Il y a ceux qui ne sont jamais partis mais qui reviennent quand même (The Cure). Ceux qui sont partis, sont déjà revenus mais rereviennent encore (Outkast). Ceux qui sont partis et sont revenus et engagent les grandes manœuvres en vue d’une nouvelle relance (Ride, Grandaddy). Ou ceux encore qui sont partis, revenus, repartis et qui reviennent pour un second retour qu’ils présentent comme le vrai premier retour de la revanche sur le départ (Pixies). A quelques années de distance, le mouvement des reformations, déformations reste la grande affaire du show business indépendant réunifié. Quel spectacle ! La musique est un cimetière où des groupes se séparent, pourrissent en terre ou en terreau, fleurissent, mangent les pissenlits par la racine et puis s’élèvent de nouveau comme des morts vivants pour renaître comme aux beaux jours mais avec une odeur de mort sourde lorsqu’on passe le doigt derrière l’oreille. Nous, les fans, nous agitons comme des amateurs de films de genre, série Z ou série A, selon les humeurs, la date du retour et le moment où on le reçoit. Nous voyons, revoyons les groupes qui vivent et meurent, se lèvent et se couchent. Quelle différence y a-t-il entre un groupe dont on se souvient et un groupe qu’on revoit 20 ans après ? Plus rapide, plus beau. Est-ce nous qui changeons ou le groupe qui décroît ? Y a-t-il un progrès dans la mort et la résurrection ? Vaut-il mieux revenir ou n’être jamais parti ? Placebo fait son double CD best-of. The Modern English a sorti cette semaine son meilleur album depuis… l’album de ses débuts. The Wedding Present qui a enquillé les tournées théma sur ses albums passés, ressuscité Cinerama avant de rejouer son dernier album, Valentina, avec son side-groupe… (vous me suivez) a sorti lui aussi la semaine dernière Going Going (un nom de pièce de boulevard) et aussi son album le plus réussi et le plus ambitieux depuis El Rey en 2008. On en reparlera de l’un comme de l’autre. The show must go on… mais en marche arrière.

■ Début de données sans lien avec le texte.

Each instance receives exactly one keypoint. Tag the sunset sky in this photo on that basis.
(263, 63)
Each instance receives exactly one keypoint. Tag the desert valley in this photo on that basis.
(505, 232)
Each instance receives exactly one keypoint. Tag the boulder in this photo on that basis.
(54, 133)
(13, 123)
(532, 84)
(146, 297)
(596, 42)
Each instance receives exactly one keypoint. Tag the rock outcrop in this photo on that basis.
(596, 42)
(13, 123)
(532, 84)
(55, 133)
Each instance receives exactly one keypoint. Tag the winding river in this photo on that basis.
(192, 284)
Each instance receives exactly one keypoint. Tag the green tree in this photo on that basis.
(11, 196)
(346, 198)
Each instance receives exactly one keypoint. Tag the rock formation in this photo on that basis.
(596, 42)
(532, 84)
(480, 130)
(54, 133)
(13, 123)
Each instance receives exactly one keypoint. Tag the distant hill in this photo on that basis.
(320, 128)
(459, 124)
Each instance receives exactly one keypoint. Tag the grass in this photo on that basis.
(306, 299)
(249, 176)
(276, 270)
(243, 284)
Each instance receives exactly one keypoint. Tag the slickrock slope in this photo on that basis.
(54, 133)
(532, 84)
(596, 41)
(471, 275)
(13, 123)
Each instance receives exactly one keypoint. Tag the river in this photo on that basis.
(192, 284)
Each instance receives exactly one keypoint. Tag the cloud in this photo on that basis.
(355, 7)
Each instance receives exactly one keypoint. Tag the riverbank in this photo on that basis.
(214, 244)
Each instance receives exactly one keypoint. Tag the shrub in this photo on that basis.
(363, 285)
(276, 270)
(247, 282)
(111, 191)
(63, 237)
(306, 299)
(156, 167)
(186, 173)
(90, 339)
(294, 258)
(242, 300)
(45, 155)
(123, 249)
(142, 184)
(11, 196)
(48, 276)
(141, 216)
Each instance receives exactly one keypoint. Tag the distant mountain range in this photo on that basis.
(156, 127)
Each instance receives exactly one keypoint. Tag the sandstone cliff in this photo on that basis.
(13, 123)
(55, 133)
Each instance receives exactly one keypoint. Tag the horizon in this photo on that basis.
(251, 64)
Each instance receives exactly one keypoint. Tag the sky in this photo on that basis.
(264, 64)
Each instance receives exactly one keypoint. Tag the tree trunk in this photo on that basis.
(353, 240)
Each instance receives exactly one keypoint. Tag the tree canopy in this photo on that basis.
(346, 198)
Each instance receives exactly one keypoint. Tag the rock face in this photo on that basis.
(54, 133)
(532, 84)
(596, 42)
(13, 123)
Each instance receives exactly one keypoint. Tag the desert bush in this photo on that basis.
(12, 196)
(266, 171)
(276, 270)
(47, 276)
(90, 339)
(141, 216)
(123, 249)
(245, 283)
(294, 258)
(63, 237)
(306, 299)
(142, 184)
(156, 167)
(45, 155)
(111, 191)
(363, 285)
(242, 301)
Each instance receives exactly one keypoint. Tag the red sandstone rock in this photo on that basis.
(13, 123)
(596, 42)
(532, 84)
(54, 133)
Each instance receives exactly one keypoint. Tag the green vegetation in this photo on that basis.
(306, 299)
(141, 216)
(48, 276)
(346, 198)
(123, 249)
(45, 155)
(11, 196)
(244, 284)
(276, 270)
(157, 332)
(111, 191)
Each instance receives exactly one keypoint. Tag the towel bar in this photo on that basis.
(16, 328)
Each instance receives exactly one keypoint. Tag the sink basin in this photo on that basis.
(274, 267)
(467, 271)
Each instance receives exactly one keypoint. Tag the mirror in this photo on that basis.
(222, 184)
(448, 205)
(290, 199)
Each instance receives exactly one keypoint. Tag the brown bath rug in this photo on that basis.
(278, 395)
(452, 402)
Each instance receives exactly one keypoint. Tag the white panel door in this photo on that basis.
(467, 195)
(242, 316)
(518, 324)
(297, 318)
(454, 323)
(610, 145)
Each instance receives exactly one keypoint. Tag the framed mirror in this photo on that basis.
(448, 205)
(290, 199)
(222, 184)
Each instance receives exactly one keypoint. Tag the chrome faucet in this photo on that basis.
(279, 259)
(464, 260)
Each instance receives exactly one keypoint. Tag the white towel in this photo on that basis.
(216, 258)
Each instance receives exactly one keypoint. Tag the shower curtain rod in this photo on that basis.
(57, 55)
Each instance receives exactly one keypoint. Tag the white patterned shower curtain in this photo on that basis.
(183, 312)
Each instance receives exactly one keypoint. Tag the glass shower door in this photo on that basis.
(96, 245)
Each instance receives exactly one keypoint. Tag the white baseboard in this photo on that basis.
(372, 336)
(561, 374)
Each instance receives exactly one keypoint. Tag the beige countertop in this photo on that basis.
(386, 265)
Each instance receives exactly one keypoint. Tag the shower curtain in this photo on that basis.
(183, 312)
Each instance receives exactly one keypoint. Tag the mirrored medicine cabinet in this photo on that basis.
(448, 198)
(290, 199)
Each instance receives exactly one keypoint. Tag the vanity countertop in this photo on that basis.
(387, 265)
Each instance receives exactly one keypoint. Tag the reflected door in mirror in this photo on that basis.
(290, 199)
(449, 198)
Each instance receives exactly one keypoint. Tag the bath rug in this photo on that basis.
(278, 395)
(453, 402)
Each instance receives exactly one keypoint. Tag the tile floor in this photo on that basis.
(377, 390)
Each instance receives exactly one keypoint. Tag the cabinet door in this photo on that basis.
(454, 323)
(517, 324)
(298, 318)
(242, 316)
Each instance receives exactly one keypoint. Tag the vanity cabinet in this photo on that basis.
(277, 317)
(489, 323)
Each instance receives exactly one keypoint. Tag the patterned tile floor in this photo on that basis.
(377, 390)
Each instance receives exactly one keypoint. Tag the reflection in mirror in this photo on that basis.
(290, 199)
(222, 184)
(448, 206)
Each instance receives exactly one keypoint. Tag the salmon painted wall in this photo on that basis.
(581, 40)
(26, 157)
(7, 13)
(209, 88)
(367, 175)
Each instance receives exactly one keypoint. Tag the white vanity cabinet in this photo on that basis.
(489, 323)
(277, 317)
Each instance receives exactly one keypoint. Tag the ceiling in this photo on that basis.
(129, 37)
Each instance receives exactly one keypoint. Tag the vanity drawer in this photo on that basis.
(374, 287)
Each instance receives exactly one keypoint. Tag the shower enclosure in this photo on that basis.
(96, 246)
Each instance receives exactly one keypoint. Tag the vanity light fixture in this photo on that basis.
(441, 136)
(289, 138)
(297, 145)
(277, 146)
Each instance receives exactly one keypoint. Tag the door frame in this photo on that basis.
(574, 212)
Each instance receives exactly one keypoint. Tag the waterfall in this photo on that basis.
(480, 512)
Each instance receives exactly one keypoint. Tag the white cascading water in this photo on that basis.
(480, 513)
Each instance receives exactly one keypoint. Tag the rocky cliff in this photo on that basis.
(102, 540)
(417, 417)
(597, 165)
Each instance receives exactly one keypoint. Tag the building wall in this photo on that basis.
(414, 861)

The Cure a bouclé l’enregistrement de son nouvel album. Et The Housemartins ont déclaré ce weekend qu’ils s’étaient réunis dans un bar pour tenir conseil. Selon Norman Cook (qui n’a pas dissout officiellement Fat Boy Slim !), le verdict est clair : il n’y aura pas de reformation si The Smiths ne se reforment pas avant. De toute façon, Andy Rourke joue avec Dolores O’Riordan des Cranberries. Cela ne risque pas d’arriver. Et Ride dans tout ça ? Ils ont tenu l’affiche du Bestival annuel et introduit le concert de The Cure. Mark Gardener a tweeté depuis backstage qu’il avait kiffé comme pas possible le show de Robert Smith. Le groupe d’Oxford aurait déjà quelques morceaux en stock mais il n’est pas dit que l’album soit pour tout de suite. Même chose pour Outkast. Si Andre 3000 et Big Boi ont rejoué pendant 15 minutes pour la première fois ensemble ce weekend dans un festival à Atlanta, on ne sait pas encore exactement où ils en sont. Leur reformation de 2014 avait laissé de marbre pas mal de monde. Et puis il faut avouer que Andre 3000 boudant son Hey Ya, ça sentait un peu le gars qui revient sans vouloir revenir. Après tout ça, il vous reste la possibilité d’aller voir les Beach Boys en tournée ou alors d’écouter les Rolling Stones à la maison de retraite. Quelles perspectives rassurantes.
Selon notre humeur, on peut taxer certaines reformations de formations nobles ou éthiques. C’est à peu près ce qu’on pense du retour de Grandaddy dont les premiers morceaux tiennent la route. Il y a un petit côté Dinosaur Jr là-dedans. Il faut dépasser les anciennes inimitiés, dépasser le temps qui passe. On lave les chemises bûcheron en famille et on repart 100% nature et tradition. Y a-t-il des bonnes et des mauvaises reformations ? Des gens qui le font pour de l’argent et d’autres qui le feraient pour l’amour de la musique ? Par intérêt ou par envie ? Qui n’a jamais eu envie de recoucher avec une ancienne petite amie ? Qui n’a jamais eu envie de revivre sa propre jeunesse ? Devant ou à l’intérieur de la platine, nous sommes tous des momies. On se demande comment nos oreilles tiennent encore en place. Il faut juste choisir la couleur des bandelettes. La musique n’a jamais été qu’une histoire de nostalgie.